On hereditarily self-similar \(p\)-adic analytic pro-\(p\) groups (Q2141703)

Summary: A non-trivial finitely generated pro-\(p\) group \(G\) is said to be strongly hereditarily self-similar of index \(p\) if every non-trivial finitely generated closed subgroup of \(G\) admits a faithful self-similar action on a \(p\)-ary tree. We classify the solvable torsion-free \(p\)-adic analytic pro-\(p\) groups of dimension less than \(p\) that are strongly hereditarily self-similar of index \(p\). Moreover, we show that a solvable torsion-free \(p\)-adic analytic pro-\(p\) group of dimension less than \(p\) is strongly hereditarily self-similar of index \(p\) if and only if it is isomorphic to the maximal pro-\(p\) Galois group of some field that contains a primitive \(p\) th root of unity.
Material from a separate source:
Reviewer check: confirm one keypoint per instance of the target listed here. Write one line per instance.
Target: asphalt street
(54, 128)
As a key step for the proof of the above results, we classify the \(3\)-dimensional solvable torsion-free \(p\)-adic analytic pro-\(p\) groups that admit a faithful self-similar action on a \(p\)-ary tree, completing the classification of the \(3\)-dimensional torsion-free \(p\)-adic analytic pro-\(p\) groups that admit such actions.